A growing number of older Americans are learning how to code, thanks to an assortment of college coding “boot camps” cropping up across the country.
Dozens of these coding boot camps — intensive, months long-training programs that teach you how to program computers — are gaining popularity with older people who want to develop a second professional skill set and continue working. As retirees continue to live longer and leave the workforce earlier than planned, there’s an increasing appeal — even necessity — to expanding your professional expertise to include technological skills as a veteran worker.
Right now is the perfect time to get your foot in the door in Silicon Valley: by 2020, there will be more open jobs in the technology sector than workers who can fill them, according to the Bureau of Labor Statistics.

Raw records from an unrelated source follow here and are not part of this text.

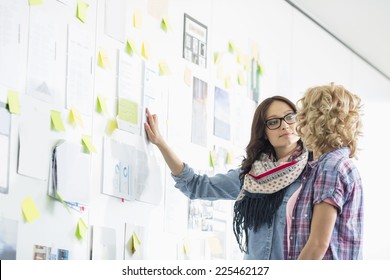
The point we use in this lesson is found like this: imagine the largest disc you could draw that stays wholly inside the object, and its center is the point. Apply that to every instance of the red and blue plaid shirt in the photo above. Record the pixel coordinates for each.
(334, 178)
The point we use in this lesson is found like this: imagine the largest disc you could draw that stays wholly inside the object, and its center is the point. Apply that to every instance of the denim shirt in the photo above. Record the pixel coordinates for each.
(267, 242)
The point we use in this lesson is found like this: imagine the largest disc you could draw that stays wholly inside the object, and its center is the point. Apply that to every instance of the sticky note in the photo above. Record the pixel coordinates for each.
(75, 117)
(111, 126)
(101, 105)
(188, 77)
(81, 229)
(165, 24)
(130, 47)
(212, 159)
(137, 19)
(87, 142)
(29, 209)
(81, 12)
(231, 47)
(135, 243)
(103, 59)
(145, 50)
(13, 102)
(35, 2)
(128, 111)
(164, 68)
(56, 120)
(241, 78)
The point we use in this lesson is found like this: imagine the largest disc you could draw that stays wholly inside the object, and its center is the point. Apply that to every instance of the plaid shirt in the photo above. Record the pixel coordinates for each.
(334, 178)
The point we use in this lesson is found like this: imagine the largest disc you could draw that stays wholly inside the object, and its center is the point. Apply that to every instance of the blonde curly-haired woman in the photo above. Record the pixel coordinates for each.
(327, 219)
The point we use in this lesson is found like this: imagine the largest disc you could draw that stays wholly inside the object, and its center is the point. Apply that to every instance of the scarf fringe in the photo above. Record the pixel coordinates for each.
(252, 211)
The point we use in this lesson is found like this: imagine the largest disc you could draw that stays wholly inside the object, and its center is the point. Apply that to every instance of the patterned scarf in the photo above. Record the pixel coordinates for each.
(263, 191)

Plus, you may even impress your grandkids or your neighbors at the same time.
"You need continuous booster shots of skilling and upskilling,” Van Ton-Quinlivan, executive in residence at the Institute for the Future and former executive vice chancellor of Workforce & Digital Futures for the community college system of California, told AARP. There's been an almost 50% increase in the number of students graduating from computer coding boot camps between this year and last, according to Course Report.

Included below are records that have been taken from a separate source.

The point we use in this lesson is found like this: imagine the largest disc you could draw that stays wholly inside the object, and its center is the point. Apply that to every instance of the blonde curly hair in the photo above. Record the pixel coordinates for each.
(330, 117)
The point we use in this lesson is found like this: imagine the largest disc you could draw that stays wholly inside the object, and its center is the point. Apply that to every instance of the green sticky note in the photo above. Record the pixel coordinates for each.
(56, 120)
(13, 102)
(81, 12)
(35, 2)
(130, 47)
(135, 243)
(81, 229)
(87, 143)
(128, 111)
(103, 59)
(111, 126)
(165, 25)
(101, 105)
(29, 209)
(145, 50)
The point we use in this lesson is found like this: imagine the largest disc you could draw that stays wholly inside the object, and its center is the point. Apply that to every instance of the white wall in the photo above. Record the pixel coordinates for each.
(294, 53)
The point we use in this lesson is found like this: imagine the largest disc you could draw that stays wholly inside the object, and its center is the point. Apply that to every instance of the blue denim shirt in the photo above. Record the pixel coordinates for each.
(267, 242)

Coding is the perfect "booster shot" for a new or part-time career for older workers: coding boot camps costs tens of thousands of dollars less than regular graduate school programs, helping you avoid the crushing student loan debt facing greater numbers of older Americans every year. They also require a significantly smaller time commitment, with many running just a few months long.
Trilogy Education Services, a workplace accelerator that offers coding boot camp services, has almost 40 partnerships with colleges across the country that charge $11,500 for six month programs. 18% of its students are over 40. At Rice University's coding boot camps, about one quarter of students to date are over 40, and at the University of Oregon's Continuing and Professional Education school, around one fifth of the students are over 40, according to AARP.
There's also a lucrative financial incentive to keep in mind: median pay for computer programmers was almost $85,000 last year, according to BLS. You'll be able to squirrel away a lot more retirement cash on that kind of salary than you might working at a local museum or small business.
Maybe you'll even land a job interview at Google before one of your grandkids.